In low-inclination orbits, the argument of the perihelion is usually replaced by

$$\varpi = {\mit\Omega} + \omega,$$ (4.75)

which is termed the longitude of the perihelion. Likewise, the time of perihelion passage, $\tau$, is often replaced by the mean longitude at $t=0$—otherwise known as the mean longitude at epoch—where the mean longitude is defined

$$\skew{5}\bar{\lambda} =\varpi + {\cal M} = \varpi + n\,(t-\tau).$$ (4.76)

Thus, if $\skew{5}\bar{\lambda}_0$ denotes the mean longitude at epoch ($t=0$) then

$$\skew{5}\bar{\lambda} = \skew{5}\bar{\lambda}_0 + n\,t,$$ (4.77)

where $\skew{5}\bar{\lambda}_0 = \varpi-n\,\tau$. Another common alternative to $\tau$ is the mean anomaly at epoch,

$${\cal M}_0= -n\,\tau.$$ (4.78)

The orbital elements of the major planets at the epoch J2000 (i.e., at 00:00 UT on January 1, 2000) are given in Table 4.1.

1pt

Table: 4.1 Planetary data for J2000. $a$ - major radius; $\skew{5}\bar{\lambda}_0$ - mean longitude at epoch; $e$ - eccentricity; $I$ - inclination to ecliptic; $\varpi$ - longitude of perihelion; ${\mit \Omega }$ - longitude of ascending node; $T$ - orbital period; $m/M$ - planetary mass / solar mass.
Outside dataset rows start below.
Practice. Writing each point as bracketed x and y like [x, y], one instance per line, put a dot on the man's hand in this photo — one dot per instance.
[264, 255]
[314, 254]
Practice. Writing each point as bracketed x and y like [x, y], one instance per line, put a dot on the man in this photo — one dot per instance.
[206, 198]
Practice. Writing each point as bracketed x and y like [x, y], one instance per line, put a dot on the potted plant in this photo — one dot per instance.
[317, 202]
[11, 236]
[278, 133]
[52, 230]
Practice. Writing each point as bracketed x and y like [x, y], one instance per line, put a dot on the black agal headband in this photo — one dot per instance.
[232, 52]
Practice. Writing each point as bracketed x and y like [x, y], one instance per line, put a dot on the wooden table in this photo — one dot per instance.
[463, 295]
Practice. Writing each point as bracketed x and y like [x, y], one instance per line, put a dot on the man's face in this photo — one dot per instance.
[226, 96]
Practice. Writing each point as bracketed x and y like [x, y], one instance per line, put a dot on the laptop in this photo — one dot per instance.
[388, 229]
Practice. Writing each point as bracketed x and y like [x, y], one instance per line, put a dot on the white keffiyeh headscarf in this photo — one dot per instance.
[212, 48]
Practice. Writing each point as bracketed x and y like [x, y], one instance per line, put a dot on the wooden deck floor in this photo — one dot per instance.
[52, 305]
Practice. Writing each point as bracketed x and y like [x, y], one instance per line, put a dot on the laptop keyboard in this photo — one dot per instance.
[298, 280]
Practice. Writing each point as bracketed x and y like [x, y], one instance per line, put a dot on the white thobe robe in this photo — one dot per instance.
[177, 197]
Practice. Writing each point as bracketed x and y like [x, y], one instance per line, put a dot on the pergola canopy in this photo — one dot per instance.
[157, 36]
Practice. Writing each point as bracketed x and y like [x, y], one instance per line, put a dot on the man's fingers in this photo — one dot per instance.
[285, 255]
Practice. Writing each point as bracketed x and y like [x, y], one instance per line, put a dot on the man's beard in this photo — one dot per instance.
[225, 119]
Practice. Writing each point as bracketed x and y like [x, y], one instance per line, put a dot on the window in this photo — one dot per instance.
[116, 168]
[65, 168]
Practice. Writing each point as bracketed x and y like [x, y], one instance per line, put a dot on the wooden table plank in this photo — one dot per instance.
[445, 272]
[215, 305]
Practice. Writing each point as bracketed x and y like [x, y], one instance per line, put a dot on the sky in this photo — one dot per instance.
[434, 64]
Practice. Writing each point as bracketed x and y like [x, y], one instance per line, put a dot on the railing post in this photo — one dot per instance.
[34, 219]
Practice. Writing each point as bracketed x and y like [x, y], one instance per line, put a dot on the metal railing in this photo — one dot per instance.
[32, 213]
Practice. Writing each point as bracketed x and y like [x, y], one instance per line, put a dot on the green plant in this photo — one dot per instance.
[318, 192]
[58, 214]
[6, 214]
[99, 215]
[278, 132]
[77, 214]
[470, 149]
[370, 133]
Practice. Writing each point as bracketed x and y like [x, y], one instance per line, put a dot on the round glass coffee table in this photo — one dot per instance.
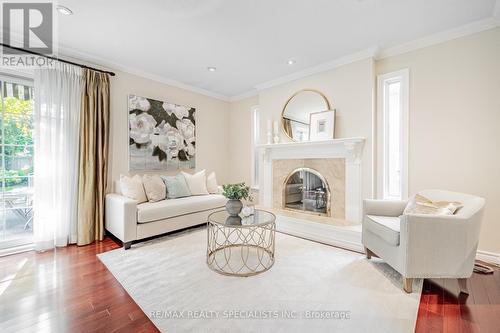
[240, 246]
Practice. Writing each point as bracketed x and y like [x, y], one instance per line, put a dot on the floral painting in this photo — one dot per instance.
[161, 135]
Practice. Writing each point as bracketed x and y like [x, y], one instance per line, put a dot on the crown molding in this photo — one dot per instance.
[240, 97]
[99, 62]
[367, 53]
[496, 10]
[441, 37]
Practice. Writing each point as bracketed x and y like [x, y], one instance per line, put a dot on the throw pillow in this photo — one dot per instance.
[197, 182]
[132, 188]
[155, 188]
[421, 205]
[176, 186]
[212, 186]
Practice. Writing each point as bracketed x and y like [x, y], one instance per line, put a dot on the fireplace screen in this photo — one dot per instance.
[306, 190]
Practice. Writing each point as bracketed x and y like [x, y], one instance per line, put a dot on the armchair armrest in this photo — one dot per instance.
[439, 246]
[121, 217]
[384, 207]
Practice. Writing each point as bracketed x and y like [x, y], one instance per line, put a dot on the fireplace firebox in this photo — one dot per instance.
[306, 190]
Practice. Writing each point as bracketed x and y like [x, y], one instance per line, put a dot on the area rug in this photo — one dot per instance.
[311, 287]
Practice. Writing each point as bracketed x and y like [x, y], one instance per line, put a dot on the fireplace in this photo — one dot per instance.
[307, 191]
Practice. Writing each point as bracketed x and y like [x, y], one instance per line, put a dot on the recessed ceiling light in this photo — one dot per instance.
[64, 10]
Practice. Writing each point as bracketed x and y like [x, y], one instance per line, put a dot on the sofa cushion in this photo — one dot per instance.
[132, 187]
[197, 182]
[386, 227]
[176, 186]
[154, 211]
Source: Standish and Williams (1992).

Planet	$a({\rm AU})$	$\skew{5}\bar{\lambda}_0(^\circ)$	$e$	$I(^\circ)$	$\varpi(^\circ)$	${\mit\Omega}(^\circ)$	T( yr)	$m/M$
Mercury	0.3871	252.25	0.20564	7.006	77.46	48.34	0.241	$1.659\times 10^{-7}$
Venus	0.7233	181.98	0.00676	3.398	131.77	76.67	0.615	$2.447\times 10^{-6}$
Earth	1.0000	100.47	0.01673	0.000	102.93	-	1.000	$3.039\times 10^{-6}$
Mars	1.5237	355.43	0.09337	1.852	336.08	49.71	1.881	$3.226\times 10^{-7}$
Jupiter	5.2025	34.33	0.04854	1.299	14.27	100.29	11.87	$9.542\times 10^{-4}$
Saturn	9.5415	50.08	0.05551	2.494	92.86	113.64	29.47	$2.857\times 10^{-4}$
Uranus	19.188	314.20	0.04686	0.773	172.43	73.96	84.05	$4.353\times 10^{-5}$
Neptune	30.070	304.22	0.00895	1.770	46.68	131.79	164.9	$5.165\times10^{-5}$

The heliocentric (i.e., as seen from the Sun) position of a planet is most conveniently expressed in terms of its ecliptic longitude, $\lambda$, and ecliptic latitude, $\beta$. This type of longitude and latitude is referred to the ecliptic plane, with the Sun as the origin. Moreover, the vernal equinox is defined to be the zero of longitude. It follows that

$$\tan \lambda = \frac{Y}{X},$$ (4.79)

$$\tan\beta =\frac{Z}{\sqrt{X^{\,2} + Y^{\,2}}},$$ (4.80)

where ($X$, $Y$, $Z$) are the heliocentric Cartesian coordinates of the planet.